Infractions sexuelles : thérapie pour des patients-détenus - Objectif Soins & Management n° 191 du 01/12/2010 | Espace Infirmier
 

Objectif Soins n° 191 du 01/12/2010

 

Actualités

SOUTIEN → À Fresnes, les infirmières jouent un rôle central dans la prise en charge proposée aux détenus volontaires, condamnés ou pas encore jugés.

Le Service médico-psychologique régional (SMPR) de Fresnes a débuté sa sixième session de prise en charge des détenus auteurs d’infractions sexuelles (AIS). Jusqu’ici réservé aux condamnés, ce dispositif s’est ouvert aux personnes non encore jugées. Il accueille douze hommes volontaires (la capacité maximale du service), détenus en cellules individuelles, comme l’ont expliqué lors du Salon infirmier, le 5 novembre dernier, Magali Bodon-Bruzel, médecin-chef du SMPR, et Isabelle Redon, infirmière.

Sur une durée de six mois

Cette prise en charge, conçue dans le respect des lois du 18 janvier 1994 d’accès aux soins en détention et du 10 août 2007 sur la récidive, est destinée aux non-psychotiques et non-déficients intellectuels. D’une durée de six mois, elle se compose d’entretiens individuels et de groupes thérapeutiques, en journée, ainsi que d’éventuels traitements médicamenteux. Un binôme d’infirmières, épaulé, en cas de doute, d’un psychologue ou psychiatre, est chargé du “recrutement” des patients, à l’aide, en particulier, de deux entretiens.

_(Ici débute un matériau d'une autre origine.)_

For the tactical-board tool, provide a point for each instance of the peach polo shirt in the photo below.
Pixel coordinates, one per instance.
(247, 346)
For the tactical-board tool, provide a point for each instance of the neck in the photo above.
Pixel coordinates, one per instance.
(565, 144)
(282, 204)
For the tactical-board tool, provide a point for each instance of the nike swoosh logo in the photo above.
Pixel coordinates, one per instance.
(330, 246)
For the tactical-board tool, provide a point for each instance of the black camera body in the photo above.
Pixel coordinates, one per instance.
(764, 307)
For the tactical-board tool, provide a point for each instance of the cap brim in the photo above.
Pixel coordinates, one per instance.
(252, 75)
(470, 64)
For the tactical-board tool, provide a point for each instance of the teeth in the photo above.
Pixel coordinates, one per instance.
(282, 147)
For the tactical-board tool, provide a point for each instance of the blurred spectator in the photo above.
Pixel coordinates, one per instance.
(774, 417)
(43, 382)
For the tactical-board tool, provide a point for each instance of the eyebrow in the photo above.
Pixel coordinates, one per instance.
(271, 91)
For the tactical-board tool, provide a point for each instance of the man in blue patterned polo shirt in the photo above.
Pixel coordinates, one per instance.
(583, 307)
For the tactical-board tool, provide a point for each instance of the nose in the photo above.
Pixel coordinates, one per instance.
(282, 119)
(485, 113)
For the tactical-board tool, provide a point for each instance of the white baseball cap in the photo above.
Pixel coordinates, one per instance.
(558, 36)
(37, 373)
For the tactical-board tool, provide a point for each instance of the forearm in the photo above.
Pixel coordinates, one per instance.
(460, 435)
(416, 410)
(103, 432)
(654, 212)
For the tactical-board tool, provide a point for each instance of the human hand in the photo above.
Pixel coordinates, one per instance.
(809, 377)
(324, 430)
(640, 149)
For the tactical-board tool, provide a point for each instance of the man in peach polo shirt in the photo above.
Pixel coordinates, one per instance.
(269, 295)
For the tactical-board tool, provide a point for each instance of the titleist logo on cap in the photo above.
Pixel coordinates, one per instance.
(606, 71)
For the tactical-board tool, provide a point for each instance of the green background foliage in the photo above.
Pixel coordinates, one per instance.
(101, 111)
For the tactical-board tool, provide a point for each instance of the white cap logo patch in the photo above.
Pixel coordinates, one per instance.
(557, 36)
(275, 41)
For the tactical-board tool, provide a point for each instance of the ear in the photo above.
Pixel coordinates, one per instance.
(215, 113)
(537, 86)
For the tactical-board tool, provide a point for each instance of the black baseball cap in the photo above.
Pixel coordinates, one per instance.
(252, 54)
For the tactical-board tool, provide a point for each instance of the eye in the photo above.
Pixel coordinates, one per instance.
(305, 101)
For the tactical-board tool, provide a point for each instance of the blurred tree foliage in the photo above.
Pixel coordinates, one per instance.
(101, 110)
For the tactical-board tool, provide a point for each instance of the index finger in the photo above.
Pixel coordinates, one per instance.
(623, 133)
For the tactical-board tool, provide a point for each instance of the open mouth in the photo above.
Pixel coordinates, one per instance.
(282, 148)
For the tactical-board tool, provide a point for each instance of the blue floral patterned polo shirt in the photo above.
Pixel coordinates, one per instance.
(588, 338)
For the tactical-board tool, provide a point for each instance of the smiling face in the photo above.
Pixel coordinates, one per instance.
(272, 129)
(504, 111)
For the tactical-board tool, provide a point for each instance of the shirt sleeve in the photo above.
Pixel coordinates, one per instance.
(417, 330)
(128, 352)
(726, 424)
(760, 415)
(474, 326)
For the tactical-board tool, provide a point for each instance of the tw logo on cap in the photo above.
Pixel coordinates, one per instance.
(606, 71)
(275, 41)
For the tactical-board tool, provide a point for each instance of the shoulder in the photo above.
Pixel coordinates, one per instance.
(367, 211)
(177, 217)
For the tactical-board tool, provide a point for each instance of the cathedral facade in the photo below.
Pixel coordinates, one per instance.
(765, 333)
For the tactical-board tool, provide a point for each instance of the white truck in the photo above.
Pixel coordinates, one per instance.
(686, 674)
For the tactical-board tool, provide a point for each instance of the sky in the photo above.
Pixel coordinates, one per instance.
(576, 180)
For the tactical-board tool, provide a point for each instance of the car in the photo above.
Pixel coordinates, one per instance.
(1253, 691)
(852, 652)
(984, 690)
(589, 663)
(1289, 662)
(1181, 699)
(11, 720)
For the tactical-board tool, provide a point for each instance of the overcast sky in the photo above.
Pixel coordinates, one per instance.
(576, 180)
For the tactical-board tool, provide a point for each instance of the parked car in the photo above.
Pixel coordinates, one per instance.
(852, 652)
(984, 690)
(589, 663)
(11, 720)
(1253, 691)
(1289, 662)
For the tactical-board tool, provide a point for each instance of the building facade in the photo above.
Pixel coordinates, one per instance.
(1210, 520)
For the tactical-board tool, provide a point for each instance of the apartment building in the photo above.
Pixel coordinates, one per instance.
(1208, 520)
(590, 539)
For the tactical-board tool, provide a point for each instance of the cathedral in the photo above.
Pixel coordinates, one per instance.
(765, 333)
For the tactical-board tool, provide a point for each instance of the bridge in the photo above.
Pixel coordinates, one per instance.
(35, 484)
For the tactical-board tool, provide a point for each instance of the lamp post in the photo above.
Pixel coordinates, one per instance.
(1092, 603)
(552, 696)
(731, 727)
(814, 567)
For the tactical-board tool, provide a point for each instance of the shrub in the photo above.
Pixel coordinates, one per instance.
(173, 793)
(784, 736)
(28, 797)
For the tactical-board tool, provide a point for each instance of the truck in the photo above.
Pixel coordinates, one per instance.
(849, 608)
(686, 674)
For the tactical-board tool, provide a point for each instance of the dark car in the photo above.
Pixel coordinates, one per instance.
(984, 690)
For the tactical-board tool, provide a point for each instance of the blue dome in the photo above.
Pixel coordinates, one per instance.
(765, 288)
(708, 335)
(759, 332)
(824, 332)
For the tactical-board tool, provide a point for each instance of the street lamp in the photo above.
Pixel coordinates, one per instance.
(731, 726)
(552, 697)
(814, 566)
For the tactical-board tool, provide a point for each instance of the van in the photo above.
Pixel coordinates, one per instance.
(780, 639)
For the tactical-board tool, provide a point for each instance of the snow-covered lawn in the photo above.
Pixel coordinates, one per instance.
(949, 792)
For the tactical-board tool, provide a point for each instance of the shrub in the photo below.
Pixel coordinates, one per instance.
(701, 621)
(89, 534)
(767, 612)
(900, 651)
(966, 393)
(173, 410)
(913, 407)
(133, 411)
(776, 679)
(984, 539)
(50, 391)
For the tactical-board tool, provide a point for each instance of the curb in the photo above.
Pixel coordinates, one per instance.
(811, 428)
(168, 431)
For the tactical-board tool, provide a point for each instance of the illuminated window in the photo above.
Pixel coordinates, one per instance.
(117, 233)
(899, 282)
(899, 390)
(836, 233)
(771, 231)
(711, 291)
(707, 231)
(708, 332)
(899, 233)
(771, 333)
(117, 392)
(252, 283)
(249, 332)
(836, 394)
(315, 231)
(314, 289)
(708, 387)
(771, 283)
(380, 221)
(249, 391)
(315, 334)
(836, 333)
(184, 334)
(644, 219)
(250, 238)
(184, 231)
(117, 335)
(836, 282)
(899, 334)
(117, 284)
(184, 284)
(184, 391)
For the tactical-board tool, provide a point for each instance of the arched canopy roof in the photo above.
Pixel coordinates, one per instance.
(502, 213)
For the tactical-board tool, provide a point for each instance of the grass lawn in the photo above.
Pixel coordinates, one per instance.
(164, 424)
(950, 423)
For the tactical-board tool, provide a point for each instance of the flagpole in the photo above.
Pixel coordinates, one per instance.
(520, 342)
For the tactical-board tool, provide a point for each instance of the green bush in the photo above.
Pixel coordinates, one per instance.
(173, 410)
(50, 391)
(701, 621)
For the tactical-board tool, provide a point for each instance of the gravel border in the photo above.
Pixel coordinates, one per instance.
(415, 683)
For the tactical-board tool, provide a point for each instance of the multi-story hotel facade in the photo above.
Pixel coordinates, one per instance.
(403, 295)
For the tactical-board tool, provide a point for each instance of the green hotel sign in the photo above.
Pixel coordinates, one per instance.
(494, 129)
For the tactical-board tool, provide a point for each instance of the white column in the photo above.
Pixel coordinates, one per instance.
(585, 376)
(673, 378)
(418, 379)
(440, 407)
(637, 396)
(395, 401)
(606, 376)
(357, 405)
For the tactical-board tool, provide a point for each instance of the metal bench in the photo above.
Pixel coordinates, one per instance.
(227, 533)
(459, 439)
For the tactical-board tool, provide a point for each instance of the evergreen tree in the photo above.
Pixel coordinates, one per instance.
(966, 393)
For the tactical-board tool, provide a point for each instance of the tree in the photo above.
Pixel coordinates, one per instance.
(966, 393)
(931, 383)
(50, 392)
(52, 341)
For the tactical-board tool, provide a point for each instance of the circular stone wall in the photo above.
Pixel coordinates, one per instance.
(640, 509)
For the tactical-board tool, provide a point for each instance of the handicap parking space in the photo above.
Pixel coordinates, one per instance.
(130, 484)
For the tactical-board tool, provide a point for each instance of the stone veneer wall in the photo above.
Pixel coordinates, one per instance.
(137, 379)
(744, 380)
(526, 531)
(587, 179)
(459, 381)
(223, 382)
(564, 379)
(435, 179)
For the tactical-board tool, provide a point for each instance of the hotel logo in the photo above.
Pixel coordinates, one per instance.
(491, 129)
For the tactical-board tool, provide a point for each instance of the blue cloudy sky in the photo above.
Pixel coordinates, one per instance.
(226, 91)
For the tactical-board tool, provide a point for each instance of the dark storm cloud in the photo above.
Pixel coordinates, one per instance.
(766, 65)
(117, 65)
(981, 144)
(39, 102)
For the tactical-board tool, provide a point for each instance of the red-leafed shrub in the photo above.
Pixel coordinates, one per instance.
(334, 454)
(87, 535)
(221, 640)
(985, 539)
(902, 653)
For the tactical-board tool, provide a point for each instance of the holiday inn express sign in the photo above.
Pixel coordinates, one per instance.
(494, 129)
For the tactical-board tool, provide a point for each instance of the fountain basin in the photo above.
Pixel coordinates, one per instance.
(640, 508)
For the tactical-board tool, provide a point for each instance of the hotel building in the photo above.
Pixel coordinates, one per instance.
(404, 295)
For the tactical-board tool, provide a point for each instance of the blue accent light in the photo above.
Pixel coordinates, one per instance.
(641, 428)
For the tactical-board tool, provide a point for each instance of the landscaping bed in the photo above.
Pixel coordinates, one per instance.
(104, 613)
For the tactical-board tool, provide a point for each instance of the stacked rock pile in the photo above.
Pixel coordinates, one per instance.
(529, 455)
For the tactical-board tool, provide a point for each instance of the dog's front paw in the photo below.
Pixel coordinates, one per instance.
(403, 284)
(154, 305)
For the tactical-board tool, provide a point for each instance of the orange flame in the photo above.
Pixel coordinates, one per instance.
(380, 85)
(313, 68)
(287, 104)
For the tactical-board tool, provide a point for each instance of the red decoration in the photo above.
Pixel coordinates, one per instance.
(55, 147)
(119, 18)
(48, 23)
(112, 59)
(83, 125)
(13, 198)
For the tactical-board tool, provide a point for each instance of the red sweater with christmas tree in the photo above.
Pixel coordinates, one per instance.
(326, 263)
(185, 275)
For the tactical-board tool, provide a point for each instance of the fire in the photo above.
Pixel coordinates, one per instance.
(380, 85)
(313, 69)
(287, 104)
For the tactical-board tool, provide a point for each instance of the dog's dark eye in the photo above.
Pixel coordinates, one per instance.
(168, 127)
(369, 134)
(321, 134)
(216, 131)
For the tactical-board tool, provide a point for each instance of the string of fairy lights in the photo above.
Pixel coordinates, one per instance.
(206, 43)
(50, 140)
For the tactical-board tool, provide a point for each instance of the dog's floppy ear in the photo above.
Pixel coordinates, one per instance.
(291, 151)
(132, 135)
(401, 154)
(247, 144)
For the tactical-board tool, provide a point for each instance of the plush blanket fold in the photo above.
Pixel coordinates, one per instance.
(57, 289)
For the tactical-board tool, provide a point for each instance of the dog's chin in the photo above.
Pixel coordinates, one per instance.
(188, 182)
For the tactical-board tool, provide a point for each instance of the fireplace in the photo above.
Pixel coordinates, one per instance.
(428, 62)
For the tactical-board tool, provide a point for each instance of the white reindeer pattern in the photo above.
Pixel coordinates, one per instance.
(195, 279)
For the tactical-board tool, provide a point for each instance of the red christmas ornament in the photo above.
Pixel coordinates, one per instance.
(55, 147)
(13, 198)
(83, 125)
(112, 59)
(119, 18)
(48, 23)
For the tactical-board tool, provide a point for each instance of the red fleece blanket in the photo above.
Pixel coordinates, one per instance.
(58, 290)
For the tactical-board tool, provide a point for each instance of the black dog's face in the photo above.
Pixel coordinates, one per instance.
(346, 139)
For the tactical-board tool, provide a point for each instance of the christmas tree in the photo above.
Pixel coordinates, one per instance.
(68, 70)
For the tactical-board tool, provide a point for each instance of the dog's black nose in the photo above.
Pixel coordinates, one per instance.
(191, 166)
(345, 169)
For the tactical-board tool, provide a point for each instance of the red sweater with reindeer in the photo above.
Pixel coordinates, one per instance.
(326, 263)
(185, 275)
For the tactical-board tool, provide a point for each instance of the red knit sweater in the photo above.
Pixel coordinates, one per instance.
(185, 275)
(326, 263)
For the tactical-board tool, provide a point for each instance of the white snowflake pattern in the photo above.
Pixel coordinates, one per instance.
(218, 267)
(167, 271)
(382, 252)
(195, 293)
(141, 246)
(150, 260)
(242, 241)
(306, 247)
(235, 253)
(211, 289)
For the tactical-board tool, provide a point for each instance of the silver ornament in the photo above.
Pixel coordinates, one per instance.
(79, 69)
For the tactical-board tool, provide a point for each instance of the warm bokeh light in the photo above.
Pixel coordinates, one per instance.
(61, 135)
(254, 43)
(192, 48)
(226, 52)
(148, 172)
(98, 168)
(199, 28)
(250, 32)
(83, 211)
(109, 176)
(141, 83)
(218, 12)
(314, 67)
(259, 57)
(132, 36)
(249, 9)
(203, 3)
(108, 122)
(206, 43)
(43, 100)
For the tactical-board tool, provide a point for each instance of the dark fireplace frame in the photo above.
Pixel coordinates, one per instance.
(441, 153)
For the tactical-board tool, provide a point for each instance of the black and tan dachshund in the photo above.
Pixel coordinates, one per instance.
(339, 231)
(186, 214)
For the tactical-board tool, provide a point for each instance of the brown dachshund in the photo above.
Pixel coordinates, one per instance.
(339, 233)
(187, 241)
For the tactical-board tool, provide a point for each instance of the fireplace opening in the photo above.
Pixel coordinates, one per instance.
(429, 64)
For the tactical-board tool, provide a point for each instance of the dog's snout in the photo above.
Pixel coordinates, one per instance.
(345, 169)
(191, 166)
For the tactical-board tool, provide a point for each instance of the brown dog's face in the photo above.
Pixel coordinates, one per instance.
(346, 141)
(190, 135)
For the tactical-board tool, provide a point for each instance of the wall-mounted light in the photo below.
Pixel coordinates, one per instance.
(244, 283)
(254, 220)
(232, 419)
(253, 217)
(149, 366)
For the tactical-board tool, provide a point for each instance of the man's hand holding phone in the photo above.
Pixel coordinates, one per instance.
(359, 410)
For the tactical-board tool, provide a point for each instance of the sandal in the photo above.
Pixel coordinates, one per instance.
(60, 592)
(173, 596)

« Handicapés de l’émotion »

Le rôle des IDE – trois équivalents temps plein normalement – est donc central. Elles aident, notamment, les détenus à réaliser des génogrammes, représentations graphiques de leur famille sur trois générations. « Les patients repèrent les transmissions visibles (prénoms, maladies, métiers…) et invisibles (secrets, non-dits, échecs, conflits…), les liens affectifs, les rôles familiaux. Ce travail “remue” beaucoup, constate Isabelle Redon. Des patients recontactent leur famille pour avoir des informations. Il nous arrive de repérer un non-respect des générations, à l’image de ce père incestueux qui n’avait pas représenté sa fille. » Semaine après semaine, le génogramme peut évoluer.

Des vidéos – présentant témoignages de victimes et propos de pédophiles – sont également projetées, puis les patients sont invités à exprimer leur ressenti. Un travail sur une bande dessinée vise à évoquer leurs parents ou leur rôle de parents. La question du couple, entre autres, est également évoquée. « On est aussi là pour apaiser dans les moments difficiles », poursuit Isabelle Redon.

Ces « handicapés de l’émotion », selon l’image de l’IDE, souffrent d’impulsivité ou encore de déficit d’empathie. À l’issue de la prise en charge, « l’absence de remords et de culpabilité » passe de 82 à 42 % des patients ; « l’insensibilité et le manque d’empathie » de 86 à 50 % ; « l’incapacité à assumer ses faits et gestes » de 71 % à 25 %, etc. Mais des problèmes demeurent. Des détenus renoncent, pour suivre la thérapie, à être transférés dans un autre établissement. Par ailleurs, comment accepter plus de patients ? Et comment, après leur libération, mieux les suivre et prévenir la récidive ?

Sur ce dernier point, les statistiques tordent le cou aux clichés. En termes de délit, le taux de récidive s’élève ainsi à 35 % pour l’exhibitionnisme, contre 60 % pour le vol simple ; au niveau des crimes, il est de 1,8 % pour le viol, contre 14 % pour le vol à main armée. Les infractions sexuelles sont la première cause d’incarcération en France, concernant, en 2006, un condamné sur cinq.